Any similar observations, or pointers on options to debug?
We are seeing a similar pattern after updating to 1.7.4. Memory consumption has been ramping up, causing the host to run out of memory periodically. Unfortunately we are not sure how to debug of circumvent this. Any hints are very welcome!
Thanks Marc. Someone else commented and then deleted with a similar use case; I don't know if they resolved their problem. I wonder if an Icinga2 update (concurrent with the InfluxDB update) is now submitting data in a way that is problematic, but I can't come up with a likely scenario.

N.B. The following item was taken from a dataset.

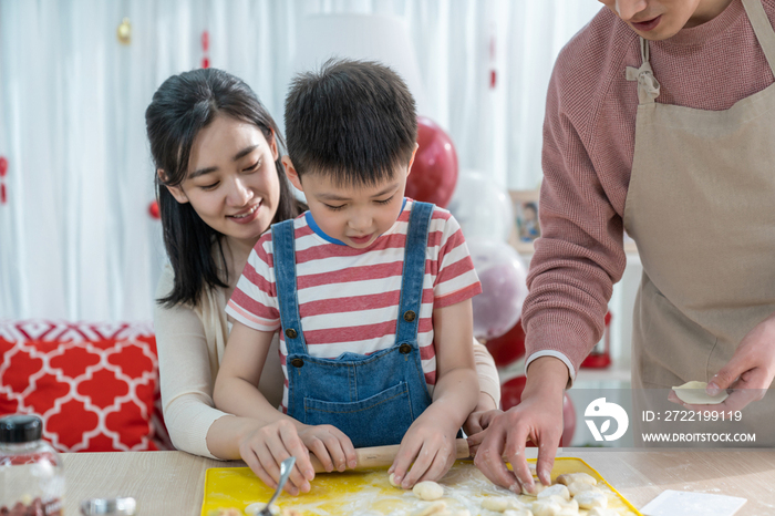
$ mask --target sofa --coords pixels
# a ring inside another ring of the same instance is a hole
[[[0,416],[37,414],[60,452],[172,450],[153,324],[0,320]]]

I've been serially updating since 1.0.2 (or possibly earler), so TSI did not yet exist. I'll switch and see if that helps, but I think this is still indicative of a 1.7.4 bug because my dataset is time-limited.) Thanks for the suggestion, though -- I'm sure it will help!

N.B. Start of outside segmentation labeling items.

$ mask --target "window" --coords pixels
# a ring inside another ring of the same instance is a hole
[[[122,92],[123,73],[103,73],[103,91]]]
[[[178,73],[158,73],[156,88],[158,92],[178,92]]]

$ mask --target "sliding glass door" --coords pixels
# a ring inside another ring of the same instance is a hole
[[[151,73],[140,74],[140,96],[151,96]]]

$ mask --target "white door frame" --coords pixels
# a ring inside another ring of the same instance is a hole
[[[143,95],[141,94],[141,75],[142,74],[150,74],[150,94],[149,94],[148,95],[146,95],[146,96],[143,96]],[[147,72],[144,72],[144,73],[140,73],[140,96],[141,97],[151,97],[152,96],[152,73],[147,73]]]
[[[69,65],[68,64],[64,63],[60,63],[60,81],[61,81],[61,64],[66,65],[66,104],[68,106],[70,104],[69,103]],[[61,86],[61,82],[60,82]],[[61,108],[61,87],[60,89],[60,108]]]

Nothing else using an unusual amount of memory. The largest is Icinga2. Beyond that there's small things to support monitoring and visualization: mysql (for icinga's config), apache, saslauthd, postfix, grafana.
The culprit is clearly influxd -- it grows slowly from about 6% of memory to 60-70%. I haven't let the OOM-killer get it yet because I get alerting on low memory, and I've added a cron job that just restarts influxd every 6 hours (which has solved the problem for very low values of "solved").

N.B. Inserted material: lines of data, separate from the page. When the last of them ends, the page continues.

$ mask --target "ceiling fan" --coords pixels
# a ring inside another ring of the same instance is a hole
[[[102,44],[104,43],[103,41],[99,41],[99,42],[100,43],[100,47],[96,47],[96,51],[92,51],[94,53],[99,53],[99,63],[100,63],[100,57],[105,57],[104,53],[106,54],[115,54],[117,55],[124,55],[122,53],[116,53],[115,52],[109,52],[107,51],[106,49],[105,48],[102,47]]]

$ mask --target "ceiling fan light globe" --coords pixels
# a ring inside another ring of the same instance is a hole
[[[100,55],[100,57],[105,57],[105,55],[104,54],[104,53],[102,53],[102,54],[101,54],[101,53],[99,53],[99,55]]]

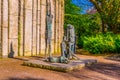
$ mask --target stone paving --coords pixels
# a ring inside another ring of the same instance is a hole
[[[85,59],[85,60],[72,60],[68,64],[65,63],[50,63],[44,60],[29,60],[25,61],[23,65],[29,67],[36,67],[42,69],[49,69],[54,71],[68,72],[76,69],[81,69],[87,65],[97,63],[97,60]]]
[[[0,59],[0,80],[119,80],[120,61],[102,56],[78,55],[83,59],[97,59],[98,63],[67,73],[23,66],[28,58]],[[39,60],[39,57],[34,57]]]

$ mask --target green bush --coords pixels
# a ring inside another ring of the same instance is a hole
[[[84,37],[83,48],[91,53],[120,53],[120,35],[112,33]]]
[[[94,35],[99,32],[100,18],[98,14],[65,14],[65,29],[67,24],[72,24],[75,27],[77,35],[77,46],[83,47],[83,36]]]

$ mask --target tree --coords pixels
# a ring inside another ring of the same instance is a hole
[[[102,32],[109,27],[114,33],[120,32],[120,0],[90,0],[100,14]]]

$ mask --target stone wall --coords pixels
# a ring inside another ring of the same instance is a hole
[[[60,53],[64,0],[52,4],[52,53]],[[0,57],[45,53],[46,0],[0,0]]]

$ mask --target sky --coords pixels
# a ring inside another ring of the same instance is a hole
[[[81,14],[85,14],[88,9],[93,7],[89,0],[72,0],[72,2],[82,8]]]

Neither influx or icinga logs say much interesting. Influx is doing detailed httpd logging now -- I'll turn that off.
A few years ago I ran into a problem where a version of Icinga2 wouldn't reconnect after losing an SSL connection to influxd, queue up data, and eventually blow up. That's not the case here -- influxd is the big process, not icinga2.
*sigh* This may yet be Icinga2 related. They just released 2.10.4 today with a changelog entry of "Fix TLS connections in Influxdb/Elasticsearch features leaking file descriptors (#6989 #7018 ref/IP/12219)". I'll report back if this resolves problems.